The presentation of the 33-piece line of clothes and accessories for women came three weeks before the anticipated opening of the “Fashion Forward — Three Centuries of Fashion” exhibition, for which the Swedish fashion giant is the exclusive sponsor.

The exhibition, which will span fashions from 1715 to 2015, will include a style from the H&M archives — a look from the first H&M designer collaboration with Karl Lagerfeld in 2004. In addition, Pamela Golbin, chief curator of fashion and textiles at Les Arts Décoratifs, picked two pieces of the latest Conscious Exclusive collection — a jacquard coat and a wedding dress — to create a look that will be displayed in the showcase.

“It will be amazing to be part of such an exhibition. I think the exhibition will have impact on fashion for a few seasons to come,” Ann-Sofie Johansson, creative adviser at H&M, said.

“The jacquard is from an 18th-century textile and the cuttings are from an old riding coat,” explained Johansson, referring to the coat made of fabrics including recycled polyester, that was selected for the exhibition. “We had to make it a modern piece.
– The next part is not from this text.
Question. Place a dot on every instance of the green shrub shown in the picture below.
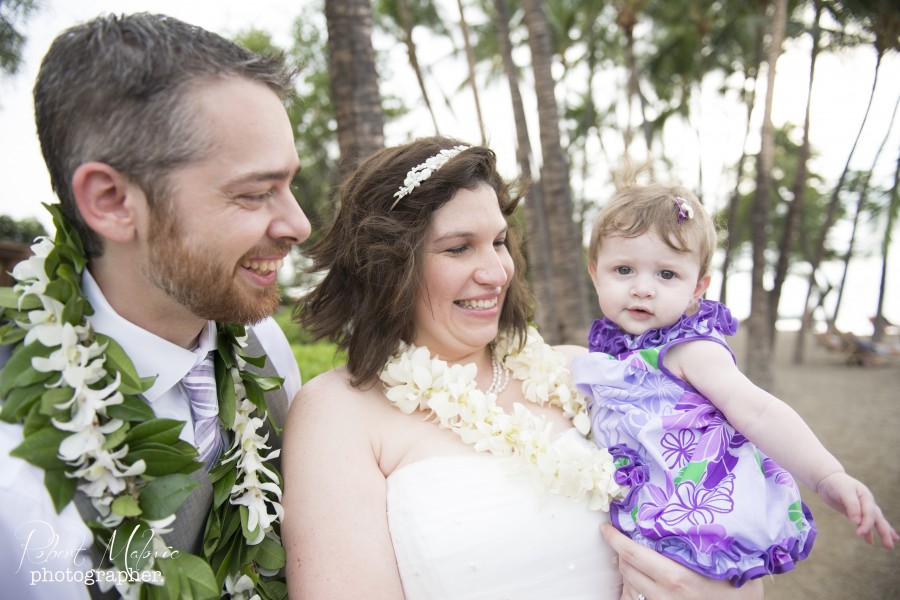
(313, 357)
That’s the tricky thing: to take something from another century and make a modern shape.”

The wedding dress that was picked was inspired by the Art Déco period, with its decorations, deep armholes and organic silk. Embroideries are made of beads and rhinestones of recycled glass. It’s one of the three wedding dresses in the collection, which marks H&M’s first wedding dresses.

“We call them wedding dresses but you don’t have to marry to wear them. I don’t want to marry but I want to wear the lace dress anyway,” Johansson said, referring to the long, high-collar dress with long sleeves that has an Edwardian vibe. She called the third dress more “classic” with its “princess shape.” “But with its ripped things, it comes a bit trashy, which is very nice,” she added.

Other standout pieces include a lace top that has a Victorian feel; an artist blouse; a dress with a print inspired by the work of Gustave Moreau; a pair of black slippers with a bow made of a Tencel and organic satin, and clip earrings in Denimite, made of recycled worn-out denim.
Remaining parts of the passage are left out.